When you write a medical blog as long as I have, you often resurrect topics.  Many readers are new, and even long time readers probably will not complain.

I believe that documentation requirements are harmful to medical care and education.  They represent the worst of bureaucratic committee decision making.

Let me expound on the evils.

  1. Documentation requirements encourage recording of both history and physical “points” rather than a well stated and summarized history of present illness.
  2. Documentation requirements therefore make such recording rote and too often we do not focus on the very necessary parts of the exam.
  3. Documentation requirements do not reward us for a careful exposition of our thought process, yet that recording would trump the 8 system history and 8 system physical exam.  We need other physicians to know what we are thinking (and why).  We need to make our plans clear.
  4. The problem becomes accentuated with the cut and paste feature of many electronic records.  My automatic notes at the VA start with about a page and a half of automatically introduced data.  I try to share my thoughts in the appropriate spot – but who ever gets to that part of my note.
  5. Buffing the chart becomes an art form, but does it have anything to do with providing excellent patient care.  I posit that focusing on the chart (and avoiding a bad audit) takes attention from the patient.
  6. Our documentation requirements substitute from something much more important – a careful reasoned approach to the patient and his/her problems.
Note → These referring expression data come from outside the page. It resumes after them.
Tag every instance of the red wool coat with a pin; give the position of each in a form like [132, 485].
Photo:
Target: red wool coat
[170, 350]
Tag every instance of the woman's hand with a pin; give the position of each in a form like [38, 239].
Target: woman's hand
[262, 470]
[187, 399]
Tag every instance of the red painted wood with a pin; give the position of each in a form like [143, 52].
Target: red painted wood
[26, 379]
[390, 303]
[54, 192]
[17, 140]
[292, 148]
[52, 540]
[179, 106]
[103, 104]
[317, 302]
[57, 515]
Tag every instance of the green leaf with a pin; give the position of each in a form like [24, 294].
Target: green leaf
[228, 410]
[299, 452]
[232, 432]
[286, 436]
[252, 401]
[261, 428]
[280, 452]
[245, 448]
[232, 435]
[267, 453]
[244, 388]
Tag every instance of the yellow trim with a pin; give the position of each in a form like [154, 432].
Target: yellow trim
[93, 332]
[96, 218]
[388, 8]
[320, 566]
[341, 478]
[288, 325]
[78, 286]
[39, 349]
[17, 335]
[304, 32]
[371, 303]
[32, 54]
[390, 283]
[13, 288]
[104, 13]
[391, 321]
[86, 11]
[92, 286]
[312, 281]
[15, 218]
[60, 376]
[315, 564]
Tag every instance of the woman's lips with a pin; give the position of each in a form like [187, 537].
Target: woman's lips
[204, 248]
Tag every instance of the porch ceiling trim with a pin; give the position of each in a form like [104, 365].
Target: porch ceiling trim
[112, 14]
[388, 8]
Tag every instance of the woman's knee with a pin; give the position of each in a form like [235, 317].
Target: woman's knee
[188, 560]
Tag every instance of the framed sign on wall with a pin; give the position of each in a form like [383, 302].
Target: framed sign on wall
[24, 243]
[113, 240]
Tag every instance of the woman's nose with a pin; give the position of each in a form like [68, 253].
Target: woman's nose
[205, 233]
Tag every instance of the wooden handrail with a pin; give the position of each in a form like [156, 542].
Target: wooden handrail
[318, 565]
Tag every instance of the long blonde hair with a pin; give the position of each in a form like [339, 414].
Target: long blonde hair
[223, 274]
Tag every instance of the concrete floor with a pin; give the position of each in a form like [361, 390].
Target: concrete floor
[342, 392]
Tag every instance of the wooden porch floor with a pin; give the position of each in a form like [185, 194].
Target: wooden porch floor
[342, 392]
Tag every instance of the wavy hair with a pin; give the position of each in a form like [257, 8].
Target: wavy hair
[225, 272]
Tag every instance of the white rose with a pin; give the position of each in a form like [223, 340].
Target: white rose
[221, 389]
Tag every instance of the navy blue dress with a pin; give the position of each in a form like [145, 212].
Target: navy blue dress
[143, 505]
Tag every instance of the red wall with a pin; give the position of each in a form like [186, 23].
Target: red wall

Once upon a time, the chief residents taught us to write SOAP notes.  My SOAP notes were easy to decipher.  I included the issues that I thought were important and my assessments were always clear.

Too many suits focus on documentation requirements rather than teaching.  Ward attendings once focused on medical education, now too often they worry about the chart and billing.  They have this worry because their boss has this worry.  The suits talk about documentation; they pay for documentation courses; they order mock audits.  The suits rarely talk about teaching.  The implicit message is loud.  Ward attendings should prioritize documentation and billing rather than education.

Many attending physicians remain committed to medical education.  Unfortunately too many put their energies into billing rather than teaching and thinking.  The charts are technically perfect, but too excellent clinicians they are sterile and uninformative.

Medicare has been a great program since its inception, but it has created negative externalities.  Our strict documentation codes have no rational basis.  Only a bureaucracy could produce this paperwork travesty.

Time for db to step off his soapbox.  I hope this rant resonates with some readers.  I do not have a solution, but typing this complaint was easy and perhaps we can start a movement.